CHICAGO — Supermarket companies that tend to promote managers from within should take care to remain receptive to business concepts and practices generated outside their companies, said panelists at the Food Marketing Institute Show here last week.
“There are of lot of advantages to coming up through the ranks,” said Rajiv Lal, a professor of retailing at Harvard Business School. “But at the same time, you want to have a culture where you are open to ideas from the outside.”
He even suggested it might be advantageous for retailers from different classes of trade to consider trading store managers among each other to help develop more well-rounded individuals.
Russell “Tres” Lund, chairman and chief executive officer, Lund Food Holdings, Minneapolis, said his company reached a point where it needed to bring in management help from outside.
At the same time, he said it is important for new hires to know they have an opportunity to move up in the ranks.

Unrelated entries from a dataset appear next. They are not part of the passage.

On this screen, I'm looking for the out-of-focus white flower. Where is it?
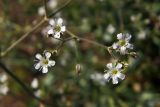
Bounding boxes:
[107,24,116,34]
[0,73,8,83]
[38,6,45,16]
[112,33,133,55]
[0,84,9,95]
[47,0,58,9]
[130,13,142,22]
[35,52,55,73]
[104,63,125,84]
[48,18,66,38]
[137,30,147,39]
[38,0,58,16]
[31,78,39,88]
[90,73,106,85]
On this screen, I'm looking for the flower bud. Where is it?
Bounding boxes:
[75,64,81,75]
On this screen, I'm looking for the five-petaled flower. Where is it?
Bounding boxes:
[35,52,55,73]
[112,33,133,55]
[104,63,125,84]
[48,18,66,38]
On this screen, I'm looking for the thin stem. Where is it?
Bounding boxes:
[43,0,48,18]
[0,62,52,107]
[48,0,72,18]
[66,30,108,49]
[0,0,72,57]
[1,19,46,57]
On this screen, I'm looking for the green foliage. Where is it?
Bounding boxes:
[0,0,160,107]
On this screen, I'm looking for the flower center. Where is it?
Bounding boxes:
[112,69,118,75]
[54,25,61,32]
[119,40,126,46]
[42,59,49,65]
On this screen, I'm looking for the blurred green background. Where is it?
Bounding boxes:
[0,0,160,107]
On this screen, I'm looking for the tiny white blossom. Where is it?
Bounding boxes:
[38,6,45,16]
[0,73,8,83]
[31,78,38,88]
[35,52,55,73]
[48,18,66,38]
[112,33,133,55]
[47,0,58,9]
[107,24,116,34]
[137,30,147,39]
[104,63,125,84]
[0,84,9,95]
[34,90,42,97]
[90,73,106,85]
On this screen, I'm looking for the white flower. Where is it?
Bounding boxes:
[137,30,147,39]
[0,84,9,95]
[35,52,55,73]
[31,78,38,88]
[112,33,133,55]
[107,24,116,34]
[47,0,58,9]
[48,18,66,38]
[34,90,42,97]
[38,6,45,16]
[104,63,125,84]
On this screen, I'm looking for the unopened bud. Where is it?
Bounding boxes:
[76,64,81,75]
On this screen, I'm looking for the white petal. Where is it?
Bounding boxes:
[125,34,132,41]
[48,29,54,35]
[126,43,133,49]
[57,18,63,25]
[49,19,55,26]
[54,33,60,38]
[116,63,122,69]
[42,67,48,73]
[112,76,118,84]
[31,78,38,88]
[104,72,111,81]
[61,26,66,32]
[48,60,56,66]
[36,53,42,60]
[117,72,125,80]
[112,43,118,49]
[117,33,124,40]
[34,63,41,69]
[107,63,113,69]
[45,52,51,59]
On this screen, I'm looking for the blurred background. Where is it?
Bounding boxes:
[0,0,160,107]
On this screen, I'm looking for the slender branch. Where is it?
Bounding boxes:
[0,62,52,107]
[0,0,72,57]
[66,30,108,50]
[48,0,72,18]
[1,19,46,57]
[43,0,48,18]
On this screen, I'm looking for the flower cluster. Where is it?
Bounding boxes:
[104,63,125,84]
[48,18,66,38]
[34,52,56,73]
[112,33,133,55]
[104,33,136,84]
[35,15,136,84]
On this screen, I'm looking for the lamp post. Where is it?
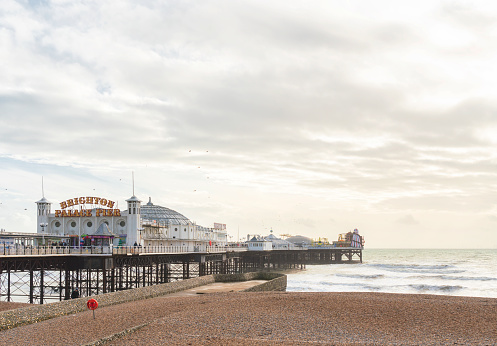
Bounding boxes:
[40,222,48,246]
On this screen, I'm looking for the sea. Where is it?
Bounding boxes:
[287,249,497,298]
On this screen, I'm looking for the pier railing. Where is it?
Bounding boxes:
[0,245,247,256]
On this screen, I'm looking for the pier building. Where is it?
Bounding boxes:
[36,195,227,251]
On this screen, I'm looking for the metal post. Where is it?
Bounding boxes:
[40,267,45,304]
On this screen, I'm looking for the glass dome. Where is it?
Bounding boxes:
[141,197,192,225]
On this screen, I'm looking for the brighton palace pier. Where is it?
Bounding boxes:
[0,194,362,304]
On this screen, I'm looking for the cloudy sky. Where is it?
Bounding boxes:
[0,0,497,248]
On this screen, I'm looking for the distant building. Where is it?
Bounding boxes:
[286,235,313,247]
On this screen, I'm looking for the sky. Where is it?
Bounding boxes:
[0,0,497,249]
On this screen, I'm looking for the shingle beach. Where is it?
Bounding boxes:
[0,292,497,345]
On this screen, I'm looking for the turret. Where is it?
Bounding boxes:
[126,195,141,246]
[36,197,52,233]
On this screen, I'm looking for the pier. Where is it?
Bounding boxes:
[0,247,362,304]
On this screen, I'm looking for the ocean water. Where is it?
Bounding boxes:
[287,249,497,298]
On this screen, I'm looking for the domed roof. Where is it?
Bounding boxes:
[141,197,192,225]
[285,235,312,245]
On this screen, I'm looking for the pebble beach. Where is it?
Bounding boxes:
[0,292,497,345]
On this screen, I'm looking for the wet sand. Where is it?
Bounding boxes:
[0,292,497,345]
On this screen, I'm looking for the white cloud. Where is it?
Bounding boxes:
[0,0,497,246]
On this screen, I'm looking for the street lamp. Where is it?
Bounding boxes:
[40,222,48,246]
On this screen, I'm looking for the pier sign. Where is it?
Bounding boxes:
[55,197,121,217]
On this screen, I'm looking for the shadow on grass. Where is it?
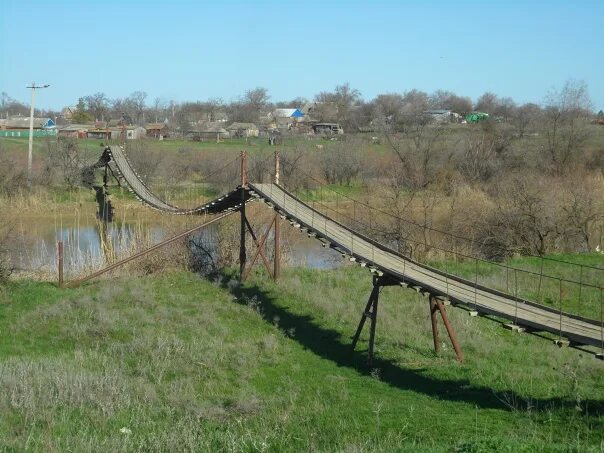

“I think it is a good practice for people when they start with us to know there are opportunities,” he said.
“I think the biggest challenge in talent development is recognition by senior management that real competitive advantage will come from investing in your people,” he said.
Jane Knaack-Esbeck, vice president of human resources and administration at Hy Vee, West Des Moines, Iowa, said careful hiring of new applicants and conducting regular performance reviews can help senior management focus more time on developing future leaders from the company's best performers, rather than wasting time disciplining the “bottom 20%” of employees that are underperformers.
“If you hire right, you don't have as many of those 20% to worry about,” she said.